HOLY #@X&^%*!!!! (Feel free to fill in with whatever string of expletives work for you.) And we all thought Enron was bad.

This is bad, and it is not going to get better anytime soon. State budgets are getting cut, companies are foregoing any big capital outlays, banks won’t lend you a dime, and vendors are dubious about extending credit. This time around it’s not just the struggling companies that are going to go down - some solid decent companies are going down too.

In the midst of all of this you still have a company to run, one that you would like to see still standing when all this passes in three to five years.

What to do in the short and medium term to weather this perfect storm of finance?

First, manage what is in your control. You can’t change the stock market. Banks (those still standing) are over-cautious. Easy credit is no more. You want a loan? Good luck!  Ask your vendors to extend you more credit? No way! But you can manage your costs.  Look at your top 10 biggest expenditures every month: Payroll? Material? Trucks? The warehouse? Make a list and start trimming.

You don’t have to wield a machete. Small cuts to your major expenses (5%) can make the difference between being solvent and really struggling. If business is down, there is no reason for anyone to be clocking overtime. If you still need to bring down the payroll cost, get creative with the employees you want to keep. Some employees may be enthusiastic about working a 32-hour week for the next three to six months. (Perhaps they have a small child at home or a sick parent.) If there are a few employees who haven’t been performing, there’s no reason to keep them now. Cut back on health care. Most any employee I know would prefer having a job with less health care than no job (and no health care). Oh yeah, dump all the freebies and other bennies - for employees, customers, vendors, whomever. Freebies consume badly needed cash and they aren’t getting you any more loyalty.

It is time to consider repairing trucks rather than replacing them. Step up the maintenance program so your trucks will last a little longer. Regular tune-ups and weekly checks of the tire pressure will save on gas. Implementing rules like “no idling” at a client’s site will help too. Set up a challenge to your drivers: Each week the one who used the least amount of gas gets some reward.
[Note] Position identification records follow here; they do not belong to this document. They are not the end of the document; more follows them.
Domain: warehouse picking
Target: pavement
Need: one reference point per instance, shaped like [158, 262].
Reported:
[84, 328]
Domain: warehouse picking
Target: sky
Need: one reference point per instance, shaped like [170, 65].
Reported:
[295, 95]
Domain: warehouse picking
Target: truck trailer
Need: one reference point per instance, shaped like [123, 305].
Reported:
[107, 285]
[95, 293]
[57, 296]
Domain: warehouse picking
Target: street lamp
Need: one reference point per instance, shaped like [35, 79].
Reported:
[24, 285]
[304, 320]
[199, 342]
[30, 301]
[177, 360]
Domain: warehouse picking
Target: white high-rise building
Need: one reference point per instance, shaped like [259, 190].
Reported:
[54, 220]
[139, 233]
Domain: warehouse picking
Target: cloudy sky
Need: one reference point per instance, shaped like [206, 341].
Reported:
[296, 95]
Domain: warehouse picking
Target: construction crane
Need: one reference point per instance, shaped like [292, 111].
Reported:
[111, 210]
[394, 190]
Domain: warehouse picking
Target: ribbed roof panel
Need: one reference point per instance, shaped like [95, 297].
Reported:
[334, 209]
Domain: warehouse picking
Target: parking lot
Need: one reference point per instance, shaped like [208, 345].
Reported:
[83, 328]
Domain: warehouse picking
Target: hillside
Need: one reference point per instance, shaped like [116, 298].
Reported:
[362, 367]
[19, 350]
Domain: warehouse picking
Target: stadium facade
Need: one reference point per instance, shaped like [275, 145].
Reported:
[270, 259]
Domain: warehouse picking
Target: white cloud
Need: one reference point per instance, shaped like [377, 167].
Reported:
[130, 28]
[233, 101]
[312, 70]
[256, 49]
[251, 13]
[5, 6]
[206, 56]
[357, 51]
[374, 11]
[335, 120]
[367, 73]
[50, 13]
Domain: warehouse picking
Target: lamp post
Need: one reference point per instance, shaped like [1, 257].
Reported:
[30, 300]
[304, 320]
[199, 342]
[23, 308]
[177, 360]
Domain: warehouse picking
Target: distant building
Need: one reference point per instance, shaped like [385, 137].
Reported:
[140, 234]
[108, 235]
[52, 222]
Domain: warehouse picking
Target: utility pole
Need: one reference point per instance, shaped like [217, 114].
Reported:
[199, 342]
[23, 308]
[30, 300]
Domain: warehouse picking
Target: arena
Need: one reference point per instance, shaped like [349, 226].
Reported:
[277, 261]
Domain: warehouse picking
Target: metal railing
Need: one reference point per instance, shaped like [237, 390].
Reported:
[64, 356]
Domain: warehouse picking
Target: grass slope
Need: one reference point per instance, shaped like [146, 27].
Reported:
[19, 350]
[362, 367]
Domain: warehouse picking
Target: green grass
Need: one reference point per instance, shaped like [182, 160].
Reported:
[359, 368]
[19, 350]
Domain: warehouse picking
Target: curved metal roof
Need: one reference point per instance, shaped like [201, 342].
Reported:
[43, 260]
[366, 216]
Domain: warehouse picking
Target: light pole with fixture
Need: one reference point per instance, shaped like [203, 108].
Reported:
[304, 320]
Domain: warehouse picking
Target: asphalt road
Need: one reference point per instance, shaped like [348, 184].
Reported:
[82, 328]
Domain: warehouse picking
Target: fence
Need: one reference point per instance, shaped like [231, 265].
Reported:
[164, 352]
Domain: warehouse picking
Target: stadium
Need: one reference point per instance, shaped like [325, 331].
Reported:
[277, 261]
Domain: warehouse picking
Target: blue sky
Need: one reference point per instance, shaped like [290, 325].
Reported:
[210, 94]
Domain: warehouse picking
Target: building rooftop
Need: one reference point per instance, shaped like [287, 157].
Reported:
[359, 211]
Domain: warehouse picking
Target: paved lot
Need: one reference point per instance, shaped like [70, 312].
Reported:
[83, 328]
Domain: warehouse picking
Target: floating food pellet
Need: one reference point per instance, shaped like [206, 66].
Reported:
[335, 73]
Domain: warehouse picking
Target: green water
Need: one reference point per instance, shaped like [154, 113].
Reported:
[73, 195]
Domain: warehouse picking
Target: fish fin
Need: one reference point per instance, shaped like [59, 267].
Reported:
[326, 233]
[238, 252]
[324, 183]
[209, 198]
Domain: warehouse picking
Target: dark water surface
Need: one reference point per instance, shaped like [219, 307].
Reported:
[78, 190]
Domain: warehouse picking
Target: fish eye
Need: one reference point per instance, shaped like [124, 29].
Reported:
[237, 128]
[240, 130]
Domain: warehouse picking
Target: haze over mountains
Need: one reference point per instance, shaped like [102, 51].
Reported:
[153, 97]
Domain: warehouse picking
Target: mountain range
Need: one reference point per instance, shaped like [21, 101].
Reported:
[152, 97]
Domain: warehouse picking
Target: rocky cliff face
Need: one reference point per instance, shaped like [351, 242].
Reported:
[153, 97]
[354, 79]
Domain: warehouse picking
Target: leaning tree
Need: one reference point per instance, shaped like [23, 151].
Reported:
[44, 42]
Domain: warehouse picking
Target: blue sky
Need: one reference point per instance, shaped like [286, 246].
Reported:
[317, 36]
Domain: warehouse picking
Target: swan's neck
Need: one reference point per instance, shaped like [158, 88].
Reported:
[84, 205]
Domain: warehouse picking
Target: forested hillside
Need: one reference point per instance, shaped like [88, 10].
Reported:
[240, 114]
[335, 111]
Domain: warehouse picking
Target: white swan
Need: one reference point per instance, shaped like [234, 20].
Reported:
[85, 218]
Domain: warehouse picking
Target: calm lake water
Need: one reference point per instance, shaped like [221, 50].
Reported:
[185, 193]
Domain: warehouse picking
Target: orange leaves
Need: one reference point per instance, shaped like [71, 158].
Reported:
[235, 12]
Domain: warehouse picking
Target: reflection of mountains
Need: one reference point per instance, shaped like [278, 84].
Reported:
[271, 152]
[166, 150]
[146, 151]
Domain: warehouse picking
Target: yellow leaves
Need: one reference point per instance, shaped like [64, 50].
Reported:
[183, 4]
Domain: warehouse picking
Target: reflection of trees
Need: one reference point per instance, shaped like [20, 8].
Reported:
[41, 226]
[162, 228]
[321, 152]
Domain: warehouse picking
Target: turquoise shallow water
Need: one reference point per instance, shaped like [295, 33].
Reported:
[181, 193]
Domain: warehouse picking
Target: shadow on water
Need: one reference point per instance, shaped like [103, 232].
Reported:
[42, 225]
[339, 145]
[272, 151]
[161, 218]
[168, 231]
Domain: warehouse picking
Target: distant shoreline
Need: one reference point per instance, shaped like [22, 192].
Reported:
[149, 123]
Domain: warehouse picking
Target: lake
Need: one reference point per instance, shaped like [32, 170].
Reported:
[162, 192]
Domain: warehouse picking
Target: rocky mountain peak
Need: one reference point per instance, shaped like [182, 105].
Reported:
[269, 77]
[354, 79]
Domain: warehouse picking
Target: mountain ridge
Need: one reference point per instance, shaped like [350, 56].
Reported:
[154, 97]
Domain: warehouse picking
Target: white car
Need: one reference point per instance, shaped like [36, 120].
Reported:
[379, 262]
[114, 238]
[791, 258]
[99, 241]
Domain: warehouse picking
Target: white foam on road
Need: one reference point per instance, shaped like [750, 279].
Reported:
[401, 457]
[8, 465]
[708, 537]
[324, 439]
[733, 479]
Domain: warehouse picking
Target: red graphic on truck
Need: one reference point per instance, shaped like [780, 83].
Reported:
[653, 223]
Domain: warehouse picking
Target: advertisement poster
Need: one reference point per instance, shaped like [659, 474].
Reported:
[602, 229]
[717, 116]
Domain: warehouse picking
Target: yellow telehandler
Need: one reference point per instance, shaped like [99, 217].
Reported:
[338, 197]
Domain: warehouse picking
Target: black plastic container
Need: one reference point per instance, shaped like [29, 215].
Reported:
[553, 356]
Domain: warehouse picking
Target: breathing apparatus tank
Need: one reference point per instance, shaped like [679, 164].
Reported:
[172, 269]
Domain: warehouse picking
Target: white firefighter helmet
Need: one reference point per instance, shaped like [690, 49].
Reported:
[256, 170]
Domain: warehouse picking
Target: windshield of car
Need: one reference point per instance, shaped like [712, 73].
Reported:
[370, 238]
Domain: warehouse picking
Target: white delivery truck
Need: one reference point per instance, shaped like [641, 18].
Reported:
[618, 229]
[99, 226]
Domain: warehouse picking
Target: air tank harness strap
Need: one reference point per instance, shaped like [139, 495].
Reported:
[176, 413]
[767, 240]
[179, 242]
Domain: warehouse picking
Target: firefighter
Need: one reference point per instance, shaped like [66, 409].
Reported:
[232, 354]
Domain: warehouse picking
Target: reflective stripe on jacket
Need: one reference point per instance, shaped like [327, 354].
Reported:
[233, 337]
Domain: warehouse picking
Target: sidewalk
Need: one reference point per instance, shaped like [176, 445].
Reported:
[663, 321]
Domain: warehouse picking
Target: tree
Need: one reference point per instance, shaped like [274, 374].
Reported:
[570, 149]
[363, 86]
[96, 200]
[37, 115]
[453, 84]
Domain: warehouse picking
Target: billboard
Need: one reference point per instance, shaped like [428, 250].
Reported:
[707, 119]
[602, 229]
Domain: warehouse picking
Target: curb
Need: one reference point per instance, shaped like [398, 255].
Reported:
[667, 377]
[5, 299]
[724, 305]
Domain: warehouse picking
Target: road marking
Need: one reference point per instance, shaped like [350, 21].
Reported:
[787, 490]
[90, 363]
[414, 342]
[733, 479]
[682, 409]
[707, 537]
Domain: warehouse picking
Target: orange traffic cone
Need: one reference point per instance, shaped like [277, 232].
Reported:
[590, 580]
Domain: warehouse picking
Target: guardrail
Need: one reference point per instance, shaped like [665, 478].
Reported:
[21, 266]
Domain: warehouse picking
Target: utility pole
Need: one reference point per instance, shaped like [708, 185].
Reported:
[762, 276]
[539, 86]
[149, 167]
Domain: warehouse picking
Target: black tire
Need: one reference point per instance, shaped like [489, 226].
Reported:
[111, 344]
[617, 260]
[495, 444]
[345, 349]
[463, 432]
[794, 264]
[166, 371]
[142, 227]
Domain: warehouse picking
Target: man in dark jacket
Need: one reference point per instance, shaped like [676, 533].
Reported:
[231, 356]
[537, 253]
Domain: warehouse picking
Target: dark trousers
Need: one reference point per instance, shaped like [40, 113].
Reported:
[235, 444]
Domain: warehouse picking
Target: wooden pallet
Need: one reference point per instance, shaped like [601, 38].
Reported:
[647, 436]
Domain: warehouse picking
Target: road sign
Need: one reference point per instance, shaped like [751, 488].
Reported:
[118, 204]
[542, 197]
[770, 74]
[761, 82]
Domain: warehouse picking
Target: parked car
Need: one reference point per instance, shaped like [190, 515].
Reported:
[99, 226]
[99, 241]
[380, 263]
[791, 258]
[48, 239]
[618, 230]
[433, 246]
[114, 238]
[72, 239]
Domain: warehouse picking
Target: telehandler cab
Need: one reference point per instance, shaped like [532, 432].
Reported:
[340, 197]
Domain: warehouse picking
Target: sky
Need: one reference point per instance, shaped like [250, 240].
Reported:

Now is the time to get very close to your favorite vendors. Pay them on time. Work with them such that you are not an expensive, time-consuming, late-paying customer. If you can help them save money (scheduled deliveries, on-time payment, etc.), they can pass a little of that savings on to you.

It seems hard to imagine how you are going to save money on the warehouse. Start by using less of it. Shut off those parts of the warehouse that are infrequently used. Why heat or light an area that no one goes into? Rent out that excess space if possible. Now that’s a total cash win. (Save money AND make money.)

Look at your existing inventory. When business was booming it seemed OK to keep lots of material on hand. Now you can cut your stocking amounts by 10% across the board.  You will get a one-time bump in cash and you will have a larger section of the warehouse you can shut down.

We’ve all heard the expression, “Cash is King.” It’s much more than a snappy phrase. In times like this, you don’t want to be caught inventory- or warehouse-rich and cash-poor.  You can’t pay your employees in valves or pay the rent in pipe. Cutting costs results in cash going directly to the bottom line - and right now it is ALL about the Benjamins.